Wednesday, February 16, 2011

My Birthday....

I've been asked...what was my birthday like?  Not what I expected!

The not so nice but still a blessing is that the electrician came today to put in a new breaker box and fix the wiring in the house.  We didn't have power for 8 hours...but the wiring is safer.  We will have to wait until spring when they can come in with a trencher to get power back out to the outbuildings.

It looks as though we may have lost the majority of our bees this winter.  It's been a really.really hard winter. But we will see once it warms up.  Supposed to be mid 50s later this week!

Cooked my own birthday dinner...but fixed my favorite...Chicken Chimichangas. YUM!

Had a beautiful message on my cell phone from my Mommy!  She sang me Happy Birthday.  I'm such a sap it made me cry!

Found out that  two of the scrapbook stores that I have recently been to (and they gave no indications while there) went out of business in the first week of February.  But a Hobby Lobby opened up where I drive at least 3 times a week.

Then, the "heathens" I work with threw me a birthday party!  I've been making brownies or cake for various friends at work and they all decided to pay it back.  One brought brownies, another brought me a planter with flowers, another my favorite kind of cookies, another punch,  yet another brough 4 kinds of chips and 2 different dips and 2 bottles of pop!  Finally one slipped me a dollar and said he wanted to treat me to a snack in the vending machine but didn't know my favorite.  How's that???

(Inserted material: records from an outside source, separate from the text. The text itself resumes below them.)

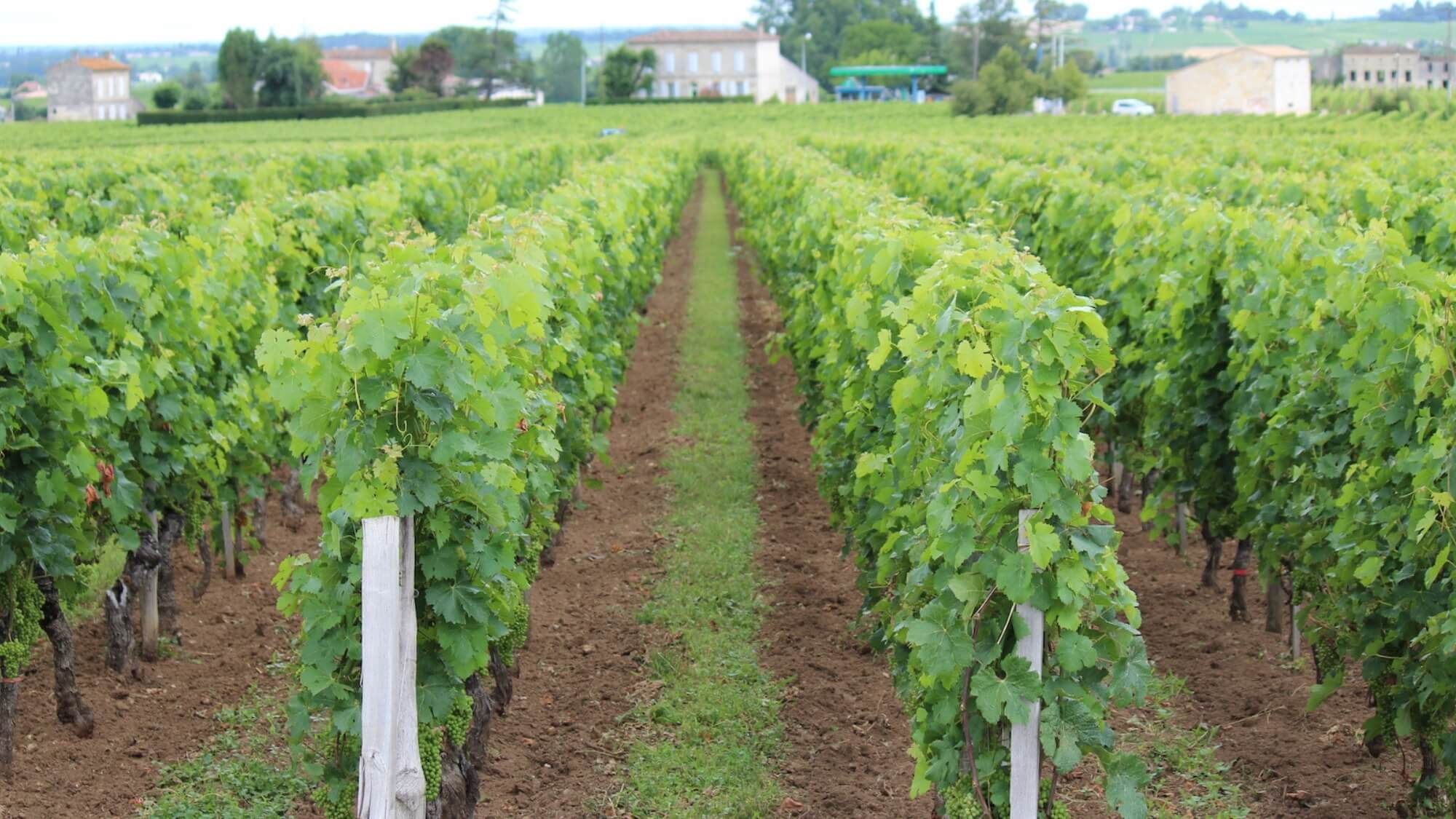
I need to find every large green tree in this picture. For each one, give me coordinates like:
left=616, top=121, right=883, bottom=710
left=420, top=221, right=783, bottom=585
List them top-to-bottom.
left=750, top=0, right=932, bottom=83
left=946, top=0, right=1026, bottom=79
left=839, top=20, right=925, bottom=63
left=217, top=29, right=264, bottom=108
left=540, top=31, right=587, bottom=102
left=258, top=36, right=323, bottom=108
left=601, top=45, right=657, bottom=99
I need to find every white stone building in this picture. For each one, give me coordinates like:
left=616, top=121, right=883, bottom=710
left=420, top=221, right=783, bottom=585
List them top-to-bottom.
left=626, top=29, right=820, bottom=103
left=320, top=39, right=399, bottom=96
left=1163, top=45, right=1309, bottom=114
left=45, top=54, right=140, bottom=121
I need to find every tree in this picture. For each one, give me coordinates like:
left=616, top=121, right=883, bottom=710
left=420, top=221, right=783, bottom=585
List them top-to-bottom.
left=948, top=0, right=1026, bottom=80
left=839, top=20, right=923, bottom=66
left=431, top=24, right=533, bottom=96
left=217, top=29, right=264, bottom=108
left=540, top=31, right=587, bottom=102
left=258, top=36, right=323, bottom=108
left=411, top=36, right=454, bottom=95
left=384, top=45, right=419, bottom=93
left=601, top=45, right=657, bottom=99
left=951, top=45, right=1042, bottom=116
left=182, top=60, right=207, bottom=90
left=1041, top=60, right=1088, bottom=102
left=151, top=82, right=182, bottom=111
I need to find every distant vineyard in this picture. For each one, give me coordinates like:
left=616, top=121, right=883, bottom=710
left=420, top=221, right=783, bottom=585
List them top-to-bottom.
left=0, top=105, right=1456, bottom=818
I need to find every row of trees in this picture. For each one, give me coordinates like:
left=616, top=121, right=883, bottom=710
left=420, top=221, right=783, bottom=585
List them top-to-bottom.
left=217, top=29, right=323, bottom=108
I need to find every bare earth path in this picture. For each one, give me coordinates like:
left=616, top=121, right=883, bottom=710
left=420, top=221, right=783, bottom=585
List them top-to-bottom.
left=476, top=178, right=700, bottom=818
left=729, top=188, right=930, bottom=818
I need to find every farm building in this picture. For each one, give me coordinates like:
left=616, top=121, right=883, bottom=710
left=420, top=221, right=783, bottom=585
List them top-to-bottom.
left=628, top=29, right=820, bottom=102
left=319, top=39, right=399, bottom=96
left=1165, top=45, right=1309, bottom=114
left=45, top=54, right=140, bottom=121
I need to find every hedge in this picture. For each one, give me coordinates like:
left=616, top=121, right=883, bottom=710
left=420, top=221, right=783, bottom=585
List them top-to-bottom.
left=587, top=95, right=753, bottom=105
left=137, top=98, right=527, bottom=125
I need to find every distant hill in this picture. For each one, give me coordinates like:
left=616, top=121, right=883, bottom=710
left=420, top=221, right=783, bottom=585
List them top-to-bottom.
left=1067, top=19, right=1446, bottom=57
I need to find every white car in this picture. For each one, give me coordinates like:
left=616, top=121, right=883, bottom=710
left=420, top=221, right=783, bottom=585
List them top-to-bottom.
left=1112, top=99, right=1158, bottom=116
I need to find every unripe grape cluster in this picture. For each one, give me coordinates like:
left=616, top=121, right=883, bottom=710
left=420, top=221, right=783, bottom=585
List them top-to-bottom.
left=0, top=566, right=44, bottom=679
left=446, top=691, right=475, bottom=748
left=419, top=724, right=443, bottom=802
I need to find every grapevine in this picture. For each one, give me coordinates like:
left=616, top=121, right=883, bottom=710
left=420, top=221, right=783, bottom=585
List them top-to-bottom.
left=0, top=567, right=44, bottom=679
left=446, top=691, right=475, bottom=748
left=419, top=723, right=443, bottom=802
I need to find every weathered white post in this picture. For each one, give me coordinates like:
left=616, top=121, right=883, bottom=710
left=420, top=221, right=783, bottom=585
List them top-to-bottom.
left=223, top=500, right=233, bottom=577
left=1010, top=509, right=1045, bottom=819
left=141, top=512, right=162, bottom=663
left=354, top=518, right=425, bottom=819
left=1289, top=595, right=1300, bottom=660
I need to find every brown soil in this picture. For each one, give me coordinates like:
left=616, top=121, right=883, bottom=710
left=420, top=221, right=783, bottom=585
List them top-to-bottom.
left=476, top=178, right=700, bottom=818
left=729, top=192, right=930, bottom=818
left=0, top=489, right=319, bottom=819
left=1101, top=495, right=1420, bottom=818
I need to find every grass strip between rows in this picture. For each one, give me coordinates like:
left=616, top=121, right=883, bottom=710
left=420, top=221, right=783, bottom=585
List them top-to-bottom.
left=623, top=170, right=782, bottom=816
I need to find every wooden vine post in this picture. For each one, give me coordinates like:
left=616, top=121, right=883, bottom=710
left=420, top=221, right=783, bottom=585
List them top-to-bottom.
left=223, top=500, right=233, bottom=579
left=1010, top=509, right=1045, bottom=819
left=141, top=512, right=160, bottom=663
left=354, top=518, right=425, bottom=819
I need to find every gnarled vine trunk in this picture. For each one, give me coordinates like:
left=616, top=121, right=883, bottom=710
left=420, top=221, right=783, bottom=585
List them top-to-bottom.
left=157, top=509, right=186, bottom=643
left=1229, top=538, right=1254, bottom=622
left=35, top=567, right=96, bottom=737
left=425, top=675, right=495, bottom=819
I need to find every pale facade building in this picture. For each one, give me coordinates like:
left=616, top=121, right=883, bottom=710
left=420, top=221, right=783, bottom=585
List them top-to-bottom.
left=626, top=29, right=820, bottom=103
left=320, top=39, right=399, bottom=96
left=1163, top=45, right=1309, bottom=114
left=1340, top=45, right=1425, bottom=89
left=45, top=54, right=140, bottom=121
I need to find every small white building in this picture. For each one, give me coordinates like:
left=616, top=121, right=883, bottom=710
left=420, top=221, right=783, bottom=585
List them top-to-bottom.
left=626, top=29, right=820, bottom=103
left=1163, top=45, right=1309, bottom=114
left=45, top=54, right=140, bottom=121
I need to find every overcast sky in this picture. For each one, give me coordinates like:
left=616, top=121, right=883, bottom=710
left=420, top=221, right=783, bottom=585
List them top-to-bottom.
left=0, top=0, right=1390, bottom=48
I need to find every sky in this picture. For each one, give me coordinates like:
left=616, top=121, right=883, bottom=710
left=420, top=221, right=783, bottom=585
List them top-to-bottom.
left=0, top=0, right=1408, bottom=48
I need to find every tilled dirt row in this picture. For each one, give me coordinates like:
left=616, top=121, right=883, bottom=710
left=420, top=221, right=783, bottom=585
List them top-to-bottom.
left=476, top=178, right=702, bottom=818
left=729, top=186, right=930, bottom=818
left=0, top=489, right=319, bottom=819
left=1117, top=503, right=1420, bottom=818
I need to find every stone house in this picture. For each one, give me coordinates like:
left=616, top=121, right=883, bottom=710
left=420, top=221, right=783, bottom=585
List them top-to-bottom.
left=626, top=29, right=820, bottom=103
left=320, top=39, right=399, bottom=96
left=1163, top=45, right=1309, bottom=114
left=1340, top=45, right=1425, bottom=89
left=45, top=54, right=141, bottom=121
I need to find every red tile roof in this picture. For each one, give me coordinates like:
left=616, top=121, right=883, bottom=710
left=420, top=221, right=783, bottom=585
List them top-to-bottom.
left=628, top=29, right=779, bottom=45
left=323, top=48, right=395, bottom=60
left=76, top=57, right=131, bottom=71
left=319, top=60, right=368, bottom=90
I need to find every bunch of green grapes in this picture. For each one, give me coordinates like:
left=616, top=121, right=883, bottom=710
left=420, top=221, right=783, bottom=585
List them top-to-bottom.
left=0, top=566, right=44, bottom=679
left=446, top=691, right=475, bottom=748
left=419, top=723, right=443, bottom=802
left=941, top=777, right=981, bottom=819
left=313, top=788, right=354, bottom=819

Even when things aren't great...it's all in how you look at it.  I was made to feel very special in a place where I like to be the least.  Things are flipped around crazy right now and I'm trying to make sense of it all.  Personally, in the areas that I should feel confident and loved...I don't see it.  So, I realize this is a crazy post, but I'm confused and trying to sort it out.

I see my blessings...but right now things that I felt were the blessings in my life, have had some of the glimmer rubbed off and the banes of my life today became a joy.  Hmmm...

I can't say I have my health...I've had some serious issues come up in the last 30 days (besides the sinus infection).  I do have my family, but after being in the house for 11 days, I think they need to see less of me. (grin). In recent weeks, I've disconnected from many of the people, things, and activities that I hold dear.  And I miss them...but.....

1 comment:

Niki said...

Wow.
What a surprising development at work. I'm so happy that they embraced showing you that you matter even in a place that you hate.